Dopo la maturità, sei mesi in caserma. Questo è quanto previsto da un disegno di legge approvato dalla Camera dei Deputati.
Per i giovani diplomati dai 18 ai 22 anni, infatti, è in arrivo la mini naja. Un progetto sperimentale, su base volontaria, che prevede per i ragazzi volontari sei mesi in caserma e in strutture formative delle Forze armate. Il tempo sarà equamente ripartito fra corsi di studio in modalità e-learning, permanenza presso le Forze armate e apprendimento pratico. Obiettivo dichiarato dal disegno di legge è ridurre la distanza fra giovani e istituzioni. Il testo passa ora all’esame del Senato per l’approvazione definitiva.
Subito però le principali associazioni e rappresentanze studentesche si sono mobilitate contro il provvedimento.
Mini naja, cos'è e come funziona
Non è previsto un rimborso spese, tutti gli oneri come vitto e alloggio sono a carico del Fondo di riserva del Mef. Non ci sono, dunque, costi per lo studente, ma nemmeno una retribuzione. Ci sarà, invece, l’acquisizione di 12 crediti universitari, oltre ad un attestato di natura militare di ufficiali di riserva di complemento.
Al termine del percorso i giovani avranno dall’amministrazione della difesa un attestato sull’esito positivo del percorso formativo utilizzabile nell’accesso al mercato del lavoro.
Lo svolgimento con esito positivo del progetto sperimentale di formazione in ambito militare consentirà, inoltre, l’acquisizione di un massimo di 12 crediti formativi universitari, nei termini che dovranno essere stabiliti con apposita circolare del Miur.
Il progetto costerà 1 milione di euro nel 2020 e 500mila nel 2021.

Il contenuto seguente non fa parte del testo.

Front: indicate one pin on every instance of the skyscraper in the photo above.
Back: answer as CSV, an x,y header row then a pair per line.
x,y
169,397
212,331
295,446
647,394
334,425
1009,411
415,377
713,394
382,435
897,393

Mini naja, la protesta degli studenti
Non sono passate che poche ore dalla notizia dell'ok della Camera al provvedimento della "Mini naja" che le voci delle principali associazioni e rappresentanze studentesche si sono levate in coro contro il progetto. Rete della conoscenza, che comprende gli studenti di Link - Coordinamento Universitario e di Unione degli Studenti, non ci va piano: "Le forze politiche vogliono tornare indietro nel tempo, formare all'interno dell'Esercito è inaccettabile" - dichiara Giacomo Cossu, coordinatore nazionale del sindacato studentesco - "Vogliamo studiare dentro scuole e università pubbliche, non nelle basi militari. Questa proposta è un insulto a centinaia di migliaia di studenti scesi in piazza nell'ultimo anno per chiedere al Governo maggiori investimenti nella pubblica istruzione. Il Governo dovrebbe occuparsi di innovare la didattica, garantirci gli strumenti per decidere cosa studiare per migliorare il nostro futuro e la società in cui viviamo. Invece vogliono insegnarci la cultura militare, in pieno stile da antico regime."Stesso tono combattivo nelle parole di Giammarco Manfreda, coordinatore nazionale della Rete degli Studenti Medi: "Un’impostazione militare non può migliorare l’educazione e la formazione dei giovani - dichiara - Nel nostro paese è necessario investire ingentemente sul mondo dell'istruzione, dilaniato dai continui tagli degli scorsi decenni, e smetterla di farci solamente propaganda politica."
Enrico Gulluni, coordinatore nazionale dell'Unione degli Universitari, rincara la dose: "Non possiamo accettare che venga introdotta un'attività di leva militare per giunta a titolo gratuito. Come altrettanto non deve farsi strada nel mondo della formazione la retribuzione del servizio militare con Crediti Formativi Universitari. Le valutazioni non devono essere premi o ricompense, le competenze valutate non possono essere la capacità di disciplina, di omologazione, l’attitudine alla violenza."
"Basta guardare ai giovani come lavativi a cui insegnare l’ordine, basta nostalgia per il passato sulle spese dei più giovani - concludono Manfreda e Gulluni - Questi governi non ci hanno mai ascoltati mentre chiedevamo più investimenti in istruzione e ricerca, per una scuola e un'università diverse. È il momento di invertire la rotta."